The story I want to tell is more of a statement of fatigue of what we're constantly seeing here. It's extremely disheartening that people in a place of extreme privilege are trying to take away so much from people they know nothing of their experiences - and if they do know, not taking the time to understand. It baffles me that men are trying to take away rights of women's bodies. There are so many stories of women (including my own) who didn't have a choice to make in an interpersonal situation and now there are being moves made to make it legal for us to not have a say in what happens inside of our bodies. This is a time when using your privilege is very important, any privileges you may have, this goes for everyone. So that if one person's privilege protects someone else that has a privilege that protects them, the outcome is beneficial for everyone, we must all work together. With this fatigue, there has been great space for growth and education. In the face of an oppressor we must stand up.
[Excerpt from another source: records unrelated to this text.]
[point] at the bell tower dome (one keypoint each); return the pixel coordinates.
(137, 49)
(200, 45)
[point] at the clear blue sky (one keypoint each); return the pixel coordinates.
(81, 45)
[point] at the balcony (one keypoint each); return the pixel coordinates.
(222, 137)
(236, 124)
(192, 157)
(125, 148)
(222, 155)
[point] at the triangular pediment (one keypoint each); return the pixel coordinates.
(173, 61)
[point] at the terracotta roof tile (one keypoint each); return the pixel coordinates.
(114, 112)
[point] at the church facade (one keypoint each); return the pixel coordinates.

It's a shame that so many experiences women endure are so stigmatized, but in this time of "upheaval" it seems that an uprising of activism has taken place so an abundance of people are speaking out against those stigmas which has made me grow and develop as a person and a woman, and I hope to continue to work at this. By learning about the world around me, I have learned a lot about myself.

~ Gianna Boveri

I used to do this stupid thing

I used to do this stupid thing

I used to do this stupid thing when I was in middle school. I would write the names of people I didn't like on little slips of paper and put them in a jar and fill it with water. Then I would put the lid back on and shake the jar up until I was sure the paper was in little bits. It was a way to just release my anger without hurting anyone. Like when my friend since elementary school made out with my crush in ninth grade. I put her name on a piece of paper and put it in that jar and shook it instead of yelling at her. I stayed friends with her until we graduated and eventually lost touch. In a lot of ways, I blame my docile personality on doing that jar thing. I never felt the need to confront people when I could just put their name in a jar, fill it with water, and shake it until I felt better. I got walked on a lot in college. I stayed with a guy for three years even though he would yell at me for no reason and cheat on me because I never developed that backbone most kids do in high school. I did that jar thing until my junior year of college when I realized it wasn't helping me. Senior year, I started to confront people more and started saying 'no' more. Isn't it such a beautiful word? 'No'. I love it! 'No'! Welp, now I know about standing up for myself to some degree. Got rid of that shitty boyfriend and I'm taking my time discovering this new me that has a spine. I think I like her. I'm gonna try to keep her.